Date: 1998-06-02
-a taxonomy helps to identify all aspects of the domain in question which might be
subject to standardization;
-a taxonomy helps to provide a logical structure for the standardization activity.
A taxonomy has been developed of relevant concepts in the domain of character-set
technology, based on user requirements for functionality, as discussed in Clause
4 of Part I of this report.
By way of an application, all known current standards and standardization activities have been grouped according to this taxonomy, thus forming another type of taxonomy, that of the standards themselves.
Figure 1: Topical map of user requirements in European localization requirements
The present classification of the concepts was made through the identification of
commonalties, such as characters, sets, fonts and rules relating to presentation.

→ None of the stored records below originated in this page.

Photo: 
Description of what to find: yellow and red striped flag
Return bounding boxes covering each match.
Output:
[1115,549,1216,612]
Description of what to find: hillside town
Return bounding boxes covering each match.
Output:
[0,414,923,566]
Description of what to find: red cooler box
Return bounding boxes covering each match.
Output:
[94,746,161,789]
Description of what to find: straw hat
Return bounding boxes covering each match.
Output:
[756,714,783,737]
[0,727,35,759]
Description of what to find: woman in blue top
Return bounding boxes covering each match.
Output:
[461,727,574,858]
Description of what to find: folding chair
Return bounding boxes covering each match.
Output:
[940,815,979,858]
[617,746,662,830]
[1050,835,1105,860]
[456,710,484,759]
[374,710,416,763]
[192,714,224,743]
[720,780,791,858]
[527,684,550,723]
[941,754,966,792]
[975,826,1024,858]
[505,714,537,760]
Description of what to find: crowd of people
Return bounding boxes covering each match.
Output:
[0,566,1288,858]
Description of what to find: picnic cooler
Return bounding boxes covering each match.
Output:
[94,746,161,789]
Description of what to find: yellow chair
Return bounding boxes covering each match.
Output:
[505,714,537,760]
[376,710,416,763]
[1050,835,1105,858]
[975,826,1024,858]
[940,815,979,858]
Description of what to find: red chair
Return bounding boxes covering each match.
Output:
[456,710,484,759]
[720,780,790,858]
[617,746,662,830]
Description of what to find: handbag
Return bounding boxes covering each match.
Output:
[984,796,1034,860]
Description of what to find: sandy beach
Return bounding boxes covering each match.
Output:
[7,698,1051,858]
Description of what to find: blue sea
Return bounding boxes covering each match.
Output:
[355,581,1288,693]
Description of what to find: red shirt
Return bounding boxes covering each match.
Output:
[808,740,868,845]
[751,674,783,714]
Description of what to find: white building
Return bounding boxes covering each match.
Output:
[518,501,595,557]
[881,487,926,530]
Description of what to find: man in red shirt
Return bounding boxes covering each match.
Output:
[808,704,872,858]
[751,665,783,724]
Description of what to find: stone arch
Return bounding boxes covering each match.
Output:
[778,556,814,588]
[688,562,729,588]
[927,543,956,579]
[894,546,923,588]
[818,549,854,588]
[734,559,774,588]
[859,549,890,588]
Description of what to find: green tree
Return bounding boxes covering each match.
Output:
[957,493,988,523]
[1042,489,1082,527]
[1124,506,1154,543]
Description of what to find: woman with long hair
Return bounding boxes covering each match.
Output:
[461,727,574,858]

The analysis was based on a much wider view of "multi-cultural support", a shown
in Figure 1, which attempts to map some of its concepts. Areas relevant to this report were
chosen and developed into the full taxonomy, shown in clause 3.2. This latter choice
comprises the technology which relates to methods for specifying, and rules governing,
the creation of unique properties and codes which facilitate the presentation, storage
and transmission of individual characters.
The taxonomy in clause 3.2 was based on references ISO/IEC TR 10000-1, ISO TR 12382 and IEC 824 and the activities of appropriate standardization bodies, but most notably the work of CEN/TC304 and ISO/IEC/JTC 1.
The taxonomy in clause 3.2 takes the classic form of a tree structure, where two major
classes are recognized; Locales and Characters. The former deals with the cultural
environment of the user, the latter with the smallest divisible parts that make up
the messages which are being electronically processed.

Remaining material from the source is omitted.